这件事何之咎不说,可是他很存疑,他真真想不通季云川是怎么做到的在他身上留东西,而且看着字的语气,并不像季云川能说得出口的话,更何况当时是季云川恨他想要杀了他没杀成,又怎么会疯狂的要找他呢?这句话明显更像是一位不告而别的人仓皇留下的誓约,他不能细想曾经的往事,想到一些过了事就会诱发他发作,他可不想总在秦以稀面前这样,于是干脆不想,跟他一起喝起酒。
等他们回客栈很晚了,这酒喝的两个人都各有各的心思,沉沉闷闷很不是气氛。他俩也没说话,就这么各想各的事。最后怎么睡着的都不知道。
这次叫醒他们的就不是沈洵了,而是姜逸他爹老姜,加上阳城上几位嗓门大的叔婶们。为的是什么事呢?——姜逸在自家上吊自杀了。
哭的最凶的就是老姜,据他所说,姜逸昨个半夜不知道什么时候回家了,然后等早上醒来就发现他在布匹店的房梁上上吊了,连封遗书都没留下。
今天沈洵的眼睛恢复了,他还没来得及高兴就得知了这么个消息,跑去老姜家就看到了姜逸的尸体。这么多天,姜逸一直都跟他在一起,相处的甚是好,怎么他好了,他突然就自杀了呢?沈洵一时没缓过气来,他都没机会好好感谢一下姜逸这么多天的陪伴与照顾。

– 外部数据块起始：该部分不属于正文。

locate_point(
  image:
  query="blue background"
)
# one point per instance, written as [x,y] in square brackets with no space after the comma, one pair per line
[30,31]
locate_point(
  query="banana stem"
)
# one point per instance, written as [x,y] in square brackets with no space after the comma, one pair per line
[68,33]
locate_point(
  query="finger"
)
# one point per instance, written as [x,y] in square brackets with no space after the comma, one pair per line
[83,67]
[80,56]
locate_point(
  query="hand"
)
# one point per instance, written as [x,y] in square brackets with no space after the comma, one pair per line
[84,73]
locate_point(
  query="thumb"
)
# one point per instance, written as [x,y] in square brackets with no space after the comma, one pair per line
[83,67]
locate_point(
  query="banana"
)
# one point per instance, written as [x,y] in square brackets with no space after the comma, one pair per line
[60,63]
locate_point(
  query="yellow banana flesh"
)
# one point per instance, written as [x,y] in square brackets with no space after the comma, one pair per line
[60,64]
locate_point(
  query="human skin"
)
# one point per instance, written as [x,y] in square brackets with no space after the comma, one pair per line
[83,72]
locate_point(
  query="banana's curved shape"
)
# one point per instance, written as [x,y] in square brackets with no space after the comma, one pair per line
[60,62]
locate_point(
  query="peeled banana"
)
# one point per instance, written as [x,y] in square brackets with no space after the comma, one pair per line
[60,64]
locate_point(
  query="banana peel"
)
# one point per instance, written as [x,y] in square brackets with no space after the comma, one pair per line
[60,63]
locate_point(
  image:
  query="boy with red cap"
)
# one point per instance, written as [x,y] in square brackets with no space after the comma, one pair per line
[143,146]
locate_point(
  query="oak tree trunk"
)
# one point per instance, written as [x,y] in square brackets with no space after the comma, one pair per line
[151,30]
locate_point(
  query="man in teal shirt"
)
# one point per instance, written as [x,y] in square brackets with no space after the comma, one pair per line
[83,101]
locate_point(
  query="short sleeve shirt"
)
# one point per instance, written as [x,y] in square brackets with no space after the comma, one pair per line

老姜哭成个泪人,他先前只有一个女儿姜芸,老来终于得了个子姜逸,老姜的夫人生他的时候血崩,为了保孩子她去了。对于老姜来说这是个天大的打击,儿子才多大,就这么一个用夫人命换来的儿子,他的眼睛本就混得很,现下泣不成声,跪在地上哭的站不起来。边哭边喊叫:
“儿啊!!你为什么就这么去了??老爹可怎么活啊!”他的拐杖重重的敲击着地。
沈洵扶着老姜,他心里说不清的愧意,他根本就不知道姜逸怎么就自杀了,但他觉得这一切都是因为他,他扶着老姜安慰:“姜叔,都是我不好,我没有照顾好姜逸,我…您打我骂我怎么都行。”
老姜是知道沈洵的,他也知道儿子自杀不可能是因为沈洵,沈洵的为人他们很清楚,老姜摸了摸搀在他胳膊肘的沈洵的手:“不怪你,小洵。叔知道不是你的错。”
老姜家里已经塞满了人,几位叔婶都在他身边安抚着他,搀扶着他。
“看来祁若宁早就算好了时间,沈洵眼睛一好他就幻化出个尸体骗他们姜逸自杀了。”秦以稀目睹了一切他一眼咎看出了内情,他的样子又恢复了,不见有昨晚喝酒的一丝感伤。
“他做的很精明,阳城里的凡人不会看出这是障眼法。”何之咎感叹道,他们都是肉眼凡胎,只认得出自己所见所听,哪能看出些什么真假呢?